Pero ese no es el punto aquí.
—¿Qué quieres que haga con estas cartas? —le pregunta, mostrando los sobres.
El hombre por fin se separa de su aparato para ver las mencionadas cartas.
—Oh —murmura—. No lo sé.
—Creí que ibas a leerlas.
—Sí, pero... no lo sé. Cuando iba a hacerlo me di cuenta que... seguramente cambiarían mi forma de ver a Isamu.
—¿Entonces?
—Déjalas aquí —pide, extendiendo su mano. Abel se las da—. Ya veré yo que hago con ella.
—De acuerdo —suspira, y se pasa la mano por el cabello. Lo lleva largo, suelto, a él los años tampoco le han caído mal, se ha tatuado una serpiente recorriéndole toda la columna vertebral con un narciso en la boca en honor a Adrien—. Iré a comprar al supermercado, ¿quieres algo?
—Dios, no sabes las ganas que he tenido de sushi.
—¿Del supermercado?
—Es mejor que nada, ¿no?
—Ok —ríe, y se acerca a él para besarle la frente—. Volveré al rato. No pases mucho tiempo delante del computador, te vas a arruinar la vista y ya no apuntas bien al baño.

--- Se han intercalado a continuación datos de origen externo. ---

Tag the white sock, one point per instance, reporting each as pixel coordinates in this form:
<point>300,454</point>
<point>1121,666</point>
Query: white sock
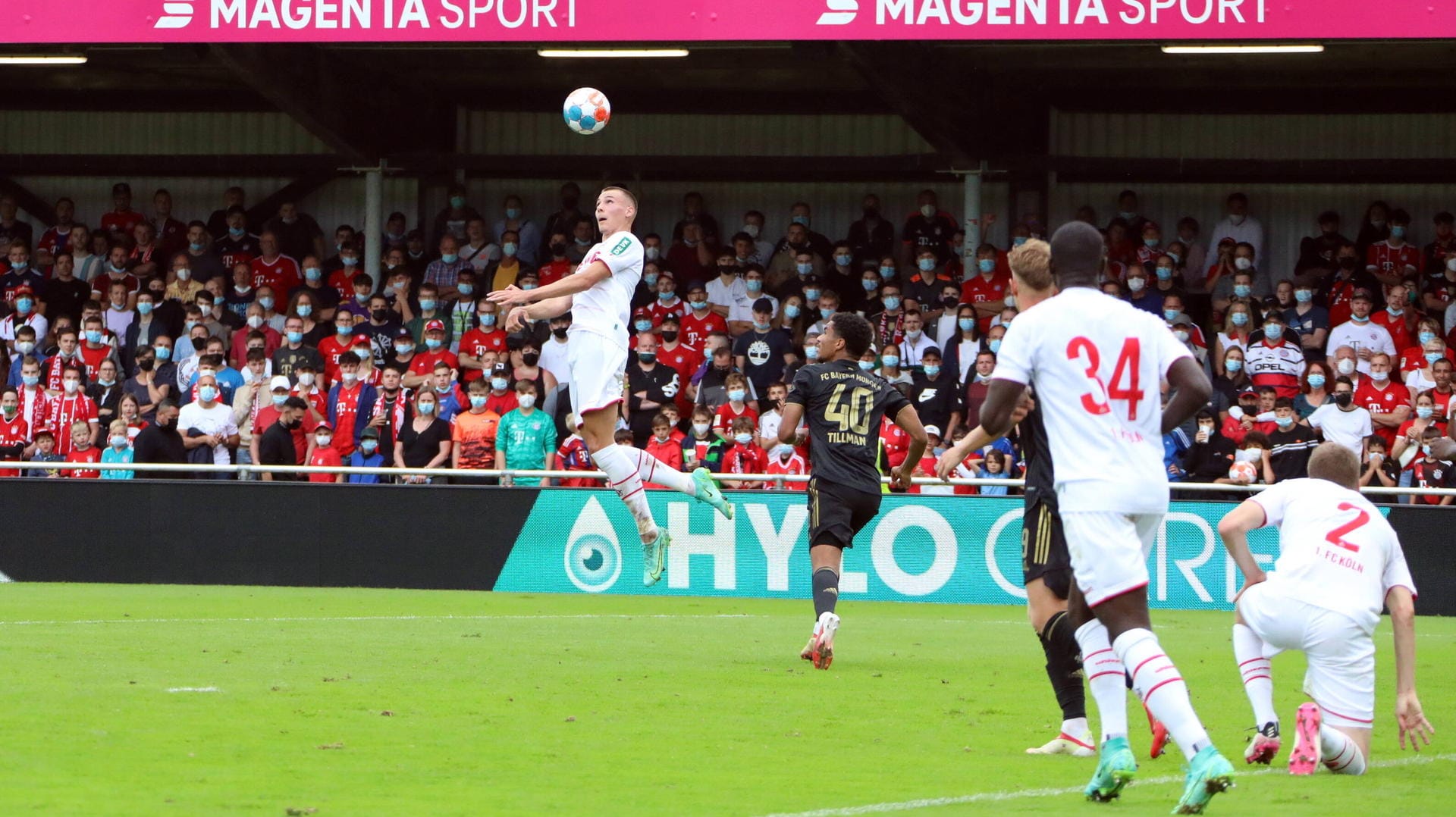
<point>622,477</point>
<point>653,469</point>
<point>1258,679</point>
<point>1163,689</point>
<point>1106,673</point>
<point>1341,755</point>
<point>1076,727</point>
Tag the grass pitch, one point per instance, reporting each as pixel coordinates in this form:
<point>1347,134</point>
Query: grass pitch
<point>147,700</point>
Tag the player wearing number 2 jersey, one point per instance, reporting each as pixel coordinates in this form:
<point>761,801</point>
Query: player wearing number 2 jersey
<point>1340,562</point>
<point>843,407</point>
<point>1095,365</point>
<point>599,296</point>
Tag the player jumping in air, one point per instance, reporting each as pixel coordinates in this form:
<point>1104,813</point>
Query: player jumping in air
<point>1338,564</point>
<point>1095,363</point>
<point>599,296</point>
<point>843,407</point>
<point>1044,561</point>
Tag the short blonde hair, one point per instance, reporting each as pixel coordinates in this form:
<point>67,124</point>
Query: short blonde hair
<point>1031,264</point>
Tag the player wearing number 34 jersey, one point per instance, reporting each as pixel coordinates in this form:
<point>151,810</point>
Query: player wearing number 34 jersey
<point>1097,365</point>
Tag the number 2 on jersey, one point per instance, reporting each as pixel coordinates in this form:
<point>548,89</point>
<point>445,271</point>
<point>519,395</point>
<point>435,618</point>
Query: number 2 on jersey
<point>1126,371</point>
<point>1337,537</point>
<point>851,411</point>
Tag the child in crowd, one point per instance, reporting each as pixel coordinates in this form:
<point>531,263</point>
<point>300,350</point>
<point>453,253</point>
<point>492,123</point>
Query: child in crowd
<point>117,452</point>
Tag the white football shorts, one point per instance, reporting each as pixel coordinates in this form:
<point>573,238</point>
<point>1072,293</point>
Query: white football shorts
<point>598,373</point>
<point>1340,654</point>
<point>1109,551</point>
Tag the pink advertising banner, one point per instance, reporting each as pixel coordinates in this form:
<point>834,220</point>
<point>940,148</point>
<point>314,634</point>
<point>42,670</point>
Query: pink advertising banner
<point>599,22</point>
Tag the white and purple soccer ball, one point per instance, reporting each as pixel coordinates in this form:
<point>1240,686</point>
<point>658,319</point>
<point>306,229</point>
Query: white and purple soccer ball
<point>585,111</point>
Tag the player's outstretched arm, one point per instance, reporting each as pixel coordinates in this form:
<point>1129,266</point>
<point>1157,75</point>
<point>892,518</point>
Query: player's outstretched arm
<point>789,423</point>
<point>1407,706</point>
<point>1234,529</point>
<point>909,420</point>
<point>999,409</point>
<point>579,281</point>
<point>1190,390</point>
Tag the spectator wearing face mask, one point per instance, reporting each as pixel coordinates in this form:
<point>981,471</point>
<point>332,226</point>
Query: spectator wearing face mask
<point>1343,420</point>
<point>1273,362</point>
<point>526,437</point>
<point>742,455</point>
<point>1141,296</point>
<point>1378,468</point>
<point>1360,334</point>
<point>1388,402</point>
<point>1244,229</point>
<point>1391,260</point>
<point>1429,471</point>
<point>1292,443</point>
<point>987,289</point>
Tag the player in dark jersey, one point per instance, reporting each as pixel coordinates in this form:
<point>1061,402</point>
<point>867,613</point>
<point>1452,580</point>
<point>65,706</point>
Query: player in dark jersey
<point>1044,559</point>
<point>843,409</point>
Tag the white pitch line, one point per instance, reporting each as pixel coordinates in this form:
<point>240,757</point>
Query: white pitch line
<point>1025,794</point>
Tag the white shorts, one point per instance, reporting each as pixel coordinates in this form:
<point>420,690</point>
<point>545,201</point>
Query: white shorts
<point>1109,551</point>
<point>1340,653</point>
<point>598,373</point>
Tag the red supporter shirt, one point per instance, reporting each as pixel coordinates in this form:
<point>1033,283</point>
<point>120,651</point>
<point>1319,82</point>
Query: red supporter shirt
<point>1386,260</point>
<point>726,414</point>
<point>554,271</point>
<point>92,358</point>
<point>794,466</point>
<point>660,311</point>
<point>1382,401</point>
<point>281,274</point>
<point>981,290</point>
<point>64,411</point>
<point>896,440</point>
<point>329,456</point>
<point>476,343</point>
<point>91,455</point>
<point>329,350</point>
<point>746,459</point>
<point>1401,334</point>
<point>424,363</point>
<point>346,411</point>
<point>696,330</point>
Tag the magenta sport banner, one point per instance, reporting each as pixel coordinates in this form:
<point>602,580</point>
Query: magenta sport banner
<point>74,22</point>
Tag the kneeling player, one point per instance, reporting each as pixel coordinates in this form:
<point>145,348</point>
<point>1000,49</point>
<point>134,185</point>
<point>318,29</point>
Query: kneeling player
<point>843,407</point>
<point>1338,564</point>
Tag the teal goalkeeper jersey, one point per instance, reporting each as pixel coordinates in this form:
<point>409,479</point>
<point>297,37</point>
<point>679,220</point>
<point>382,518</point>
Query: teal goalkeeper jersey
<point>529,442</point>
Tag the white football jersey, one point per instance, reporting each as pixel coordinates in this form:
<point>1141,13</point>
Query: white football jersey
<point>606,306</point>
<point>1337,552</point>
<point>1095,363</point>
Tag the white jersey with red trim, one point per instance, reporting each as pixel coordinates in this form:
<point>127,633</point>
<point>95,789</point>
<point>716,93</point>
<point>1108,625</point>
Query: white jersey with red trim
<point>1098,385</point>
<point>1276,366</point>
<point>606,306</point>
<point>1337,552</point>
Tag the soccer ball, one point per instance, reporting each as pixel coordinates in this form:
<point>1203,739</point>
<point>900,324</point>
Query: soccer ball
<point>1244,472</point>
<point>585,111</point>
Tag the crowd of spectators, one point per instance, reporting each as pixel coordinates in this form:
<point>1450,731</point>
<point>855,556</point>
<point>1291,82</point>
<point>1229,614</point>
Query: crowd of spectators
<point>147,338</point>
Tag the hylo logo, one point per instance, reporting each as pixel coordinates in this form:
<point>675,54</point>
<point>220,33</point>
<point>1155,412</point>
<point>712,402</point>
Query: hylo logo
<point>839,14</point>
<point>177,14</point>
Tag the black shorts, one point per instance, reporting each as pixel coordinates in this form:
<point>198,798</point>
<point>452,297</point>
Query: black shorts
<point>836,515</point>
<point>1043,545</point>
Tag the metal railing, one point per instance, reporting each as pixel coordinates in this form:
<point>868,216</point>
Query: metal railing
<point>510,475</point>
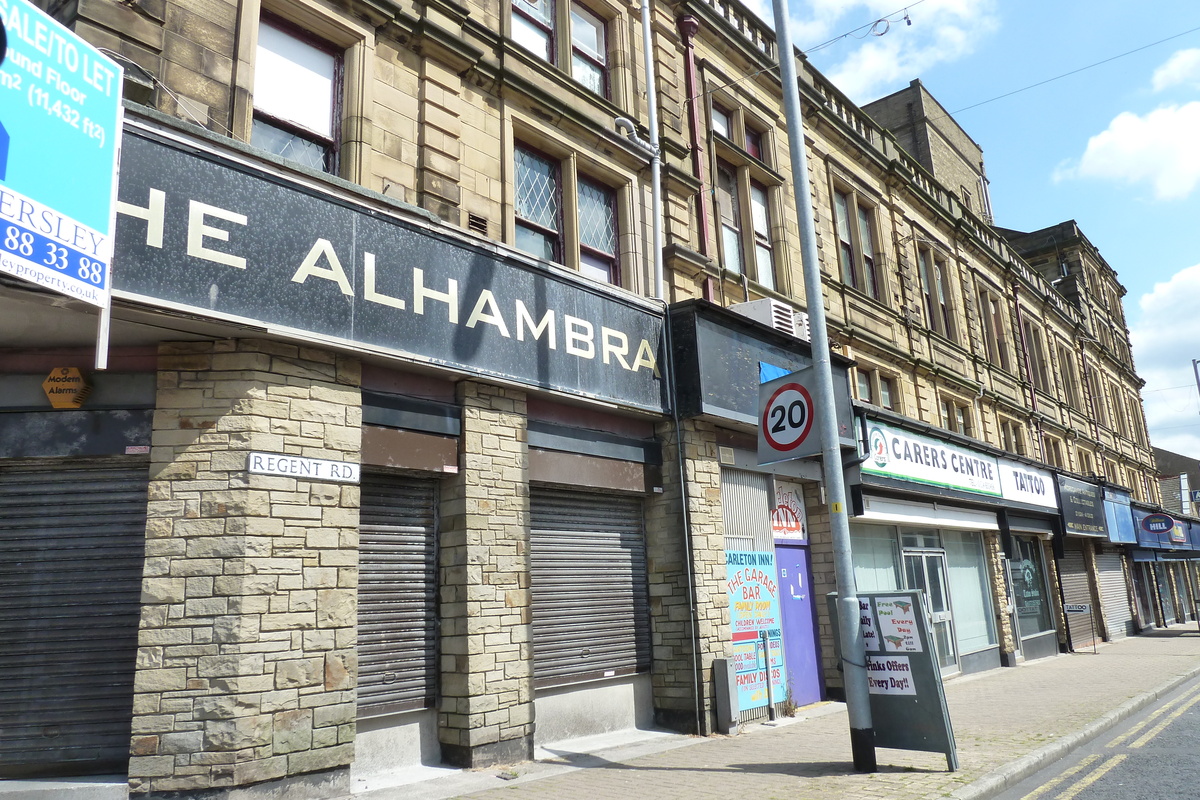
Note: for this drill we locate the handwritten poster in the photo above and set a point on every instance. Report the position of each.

—Cállate —ríe, empujándole el pecho muy suavemente.
—Te amo.
—Y yo a ti.
Se besan en los labios. El de ojos azules por fin se retira de la casa. Adrien cierra su laptop, ni siquiera estaba haciendo algo importante, estaba terminando de escribir un libro que seguramente nunca publicaría. Incluso el nombre era ridículo: "jardinería para idiotas", donde hablaba de flores y su inmensurable amor por Abel, nada más.
Siempre terminaba borrándolo porque en algún punto dejaba de hablar de Abel...
Tomó los sobre entre las manos. No era la primera vez en esos días que las sujetaba de esa forma, contemplando los trazos del lápiz en el papel, preguntándose qué pasaba por la mente de Isamu cuando las escribió y preguntándose qué contenían. ¿Sería suficiente para hacerlo retroceder en todo su avance? ¿Sería suficiente para volver a poner toda su mente en contra suya? Le daba miedo.
Suspira con pesar.
Va a morir tarde o temprano, ¿qué más da?
Se dirige a la cocina y toma una tijera para abrir el primer sobre. No tienen orden escrito, por lo que supone que da igual el orden en que las lea. Si lo joden lo van a joder igual.
Está escrito en japonés.
Cierto, Isamu no podía leer ni escribir en español...
Lo que era horrible pues Adrien no puede leer en japonés, de ninguna forma.
Pero no es nada que la tecnología moderna no pueda resolver.
La primera carta es solo el kanji de amor repetidas veces. Uno detrás del otro.
Bueno, su salud mental sigue estable. Se pasa el dorso de la mano por su nariz, para verificar que no haya sangre. Todo bien.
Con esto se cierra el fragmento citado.